Tuż przed igrzyskami olimpijskimi w Pekinie Polacy chcieli zaskoczyć rywali nowinką techniczną dotyczącą butów. To się jednak nie udało, gdyż były trener naszych skoczków Stefan Horngacher oprotestował je, a po kontroli okazało się, że buty są nieregulaminowe.
Piotr Żyła i Stefan Hula zostali zdyskwalifikowani, a powodem miały być minimalnie zbyt grube ściany butów oraz fakt, że ich modyfikacja nie została zgłoszona do FIS-u. Polakom zakazano startu w tych butach w niedzielę oraz podczas igrzysk olimpijskich w Chinach.

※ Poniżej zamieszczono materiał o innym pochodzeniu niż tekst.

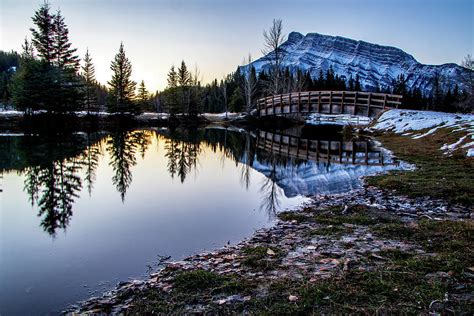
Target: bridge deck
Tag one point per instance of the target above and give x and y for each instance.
(340, 152)
(328, 102)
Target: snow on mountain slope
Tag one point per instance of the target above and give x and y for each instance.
(376, 65)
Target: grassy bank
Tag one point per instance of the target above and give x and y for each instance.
(437, 174)
(435, 278)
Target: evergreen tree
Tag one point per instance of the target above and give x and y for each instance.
(122, 90)
(143, 96)
(43, 36)
(172, 99)
(237, 102)
(184, 79)
(64, 55)
(88, 74)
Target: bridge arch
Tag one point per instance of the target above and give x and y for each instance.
(328, 102)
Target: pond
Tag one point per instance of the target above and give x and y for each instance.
(81, 212)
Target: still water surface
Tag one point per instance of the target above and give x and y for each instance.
(79, 213)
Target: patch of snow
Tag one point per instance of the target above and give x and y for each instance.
(407, 122)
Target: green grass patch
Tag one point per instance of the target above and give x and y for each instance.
(262, 257)
(437, 175)
(450, 242)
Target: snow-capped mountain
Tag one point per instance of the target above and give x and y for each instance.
(376, 65)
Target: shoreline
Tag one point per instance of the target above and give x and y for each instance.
(286, 251)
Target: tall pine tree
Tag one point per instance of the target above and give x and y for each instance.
(143, 97)
(64, 55)
(184, 79)
(43, 35)
(122, 87)
(172, 99)
(88, 75)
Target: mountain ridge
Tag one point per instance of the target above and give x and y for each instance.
(377, 65)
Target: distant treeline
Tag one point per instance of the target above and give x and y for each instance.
(48, 76)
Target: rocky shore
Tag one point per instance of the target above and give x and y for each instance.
(319, 248)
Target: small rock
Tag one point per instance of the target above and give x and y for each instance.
(270, 252)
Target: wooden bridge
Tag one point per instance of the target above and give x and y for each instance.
(329, 151)
(328, 102)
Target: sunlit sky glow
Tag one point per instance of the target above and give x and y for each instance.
(217, 34)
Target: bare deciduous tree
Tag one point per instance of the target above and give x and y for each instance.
(273, 38)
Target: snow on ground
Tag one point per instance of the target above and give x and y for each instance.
(411, 123)
(338, 119)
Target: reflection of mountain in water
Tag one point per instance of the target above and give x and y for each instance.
(312, 178)
(319, 166)
(296, 162)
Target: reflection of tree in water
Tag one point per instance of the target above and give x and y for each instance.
(53, 188)
(182, 157)
(271, 192)
(122, 147)
(90, 158)
(247, 161)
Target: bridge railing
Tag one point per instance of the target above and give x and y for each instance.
(328, 151)
(328, 102)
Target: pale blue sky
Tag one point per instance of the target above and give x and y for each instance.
(218, 34)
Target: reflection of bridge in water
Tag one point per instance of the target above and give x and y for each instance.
(328, 102)
(330, 151)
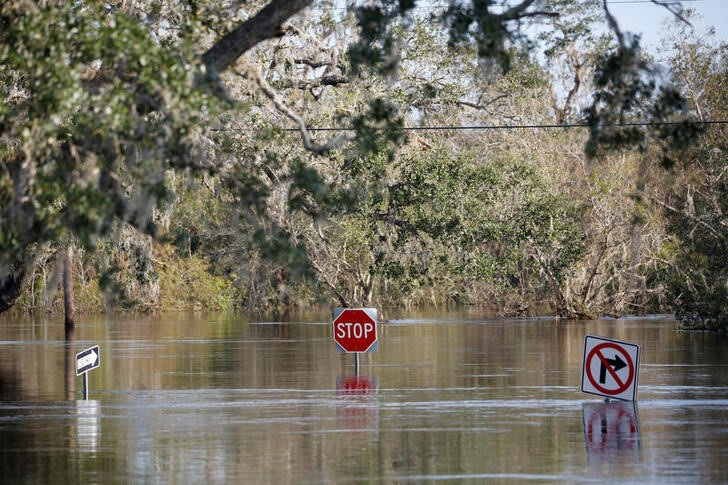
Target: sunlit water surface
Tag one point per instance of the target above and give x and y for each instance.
(448, 397)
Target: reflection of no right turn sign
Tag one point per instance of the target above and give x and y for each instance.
(610, 368)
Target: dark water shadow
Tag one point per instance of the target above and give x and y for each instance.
(357, 405)
(611, 432)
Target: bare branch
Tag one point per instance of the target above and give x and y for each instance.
(674, 8)
(308, 144)
(266, 24)
(331, 80)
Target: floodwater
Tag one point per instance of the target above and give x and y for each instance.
(452, 397)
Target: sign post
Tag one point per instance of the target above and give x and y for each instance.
(611, 368)
(355, 331)
(85, 361)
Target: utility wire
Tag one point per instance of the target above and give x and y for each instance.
(519, 127)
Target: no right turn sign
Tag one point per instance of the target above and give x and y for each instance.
(610, 368)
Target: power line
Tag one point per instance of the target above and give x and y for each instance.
(521, 127)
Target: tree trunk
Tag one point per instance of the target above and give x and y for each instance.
(68, 288)
(12, 286)
(264, 25)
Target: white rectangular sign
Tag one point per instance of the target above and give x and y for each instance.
(610, 368)
(88, 359)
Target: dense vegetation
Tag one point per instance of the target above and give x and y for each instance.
(145, 151)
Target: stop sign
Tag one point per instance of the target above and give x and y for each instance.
(355, 329)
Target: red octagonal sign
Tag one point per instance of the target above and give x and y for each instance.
(355, 329)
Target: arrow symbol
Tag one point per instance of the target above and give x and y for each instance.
(617, 363)
(88, 359)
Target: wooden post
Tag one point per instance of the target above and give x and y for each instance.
(68, 288)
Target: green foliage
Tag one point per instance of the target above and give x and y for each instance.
(100, 112)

Reprezentacja Polski nie zamierza się jednak poddawać i szuka rozwiązania na to, by móc korzystać z udoskonalonych butów podczas igrzysk w Pekinie. W ostrych słowach o decyzjach FIS wypowiedział się sekretarz generalny PZN Jan Winkiel.
ZOBACZ WIDEO: #dziejesiewsporcie: Krychowiak załatwił brata w parterze. Musiał odklepać!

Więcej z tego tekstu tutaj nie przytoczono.